1

I have an initial value as well as three datasets in a list:

  value <- 10
  df1 <- data.frame(id = c("a", "b", "c"), quantity = c(3, 7, -2))
  df2 <- data.frame(id = c("d", "e", "f"), quantity = c(0, -3, 9))
  df3 <- data.frame(id = c("g", "h", "i"), quantity = c(-2, 0, 4))
  df_list <- list(df1, df2, df3)

I would like to apply multiple functions to each data frame in the list, dynamically update the value at the end of the operations, and then run the same procedure on the next list item. The challenge is that the functions themselves take value as an input.

Here is how I would accomplish this without using the apply function:


  # Example function 1: Generate `outcome` by multiplying quantity times a random number
  df_list[[1]]$outcome <- df_list[[1]]$quantity * sample(1:10, 1)
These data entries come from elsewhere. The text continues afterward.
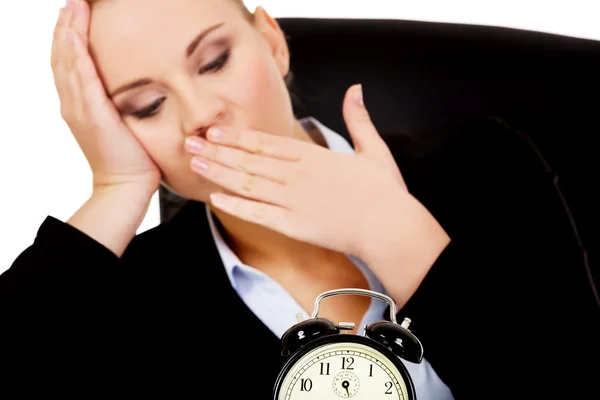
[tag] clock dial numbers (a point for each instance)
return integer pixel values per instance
(343, 370)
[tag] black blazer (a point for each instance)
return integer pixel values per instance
(507, 303)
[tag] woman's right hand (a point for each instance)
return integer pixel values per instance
(115, 156)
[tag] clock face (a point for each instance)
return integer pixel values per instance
(347, 370)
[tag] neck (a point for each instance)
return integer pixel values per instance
(257, 245)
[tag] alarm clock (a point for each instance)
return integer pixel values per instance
(326, 362)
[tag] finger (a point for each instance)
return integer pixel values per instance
(363, 133)
(268, 215)
(247, 185)
(84, 69)
(269, 145)
(63, 21)
(254, 164)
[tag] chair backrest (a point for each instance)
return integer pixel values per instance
(423, 77)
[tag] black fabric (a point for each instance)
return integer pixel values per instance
(507, 303)
(427, 78)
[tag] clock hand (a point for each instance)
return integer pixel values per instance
(346, 385)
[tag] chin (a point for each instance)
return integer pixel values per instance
(196, 191)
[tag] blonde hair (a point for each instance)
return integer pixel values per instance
(240, 3)
(250, 17)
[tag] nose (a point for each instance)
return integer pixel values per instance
(200, 111)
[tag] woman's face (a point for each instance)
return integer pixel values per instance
(174, 68)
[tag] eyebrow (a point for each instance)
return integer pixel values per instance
(188, 52)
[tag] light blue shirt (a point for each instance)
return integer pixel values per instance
(277, 309)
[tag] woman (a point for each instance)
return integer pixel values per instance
(193, 94)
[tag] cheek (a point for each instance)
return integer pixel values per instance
(259, 90)
(163, 144)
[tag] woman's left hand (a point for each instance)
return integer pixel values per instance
(301, 189)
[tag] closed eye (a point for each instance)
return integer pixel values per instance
(214, 66)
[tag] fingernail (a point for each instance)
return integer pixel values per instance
(194, 144)
(199, 164)
(215, 133)
(358, 95)
(218, 199)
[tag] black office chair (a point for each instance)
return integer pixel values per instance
(423, 80)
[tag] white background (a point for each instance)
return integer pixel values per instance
(42, 171)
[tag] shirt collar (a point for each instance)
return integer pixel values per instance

  # Example function 2: Multiply `value` by `quantity` to update `outcome` 
  df_list[[1]]$outcome <- value * df_list[[1]]$quantity
  
  # Updates `value` by adding the old `value` to the sum of the outcome column:
  value <- value + as.numeric(colSums(df_list[[1]]["outcome"]))

  # Repeats operations for df_list[[2]] and df_list[[3]]
  df_list[[2]]$outcome <- df_list[[2]]$quantity * sample(1:10, 1)
  df_list[[2]]$outcome <- value * df_list[[2]]$quantity
  value <- value + as.numeric(colSums(df_list[[2]]["outcome"]))
  
  df_list[[3]]$outcome <- df_list[[3]]$quantity * sample(1:10, 1)
  df_list[[3]]$outcome <- value * df_list[[3]]$quantity
  value <- value + as.numeric(colSums(df_list[[3]]["outcome"]))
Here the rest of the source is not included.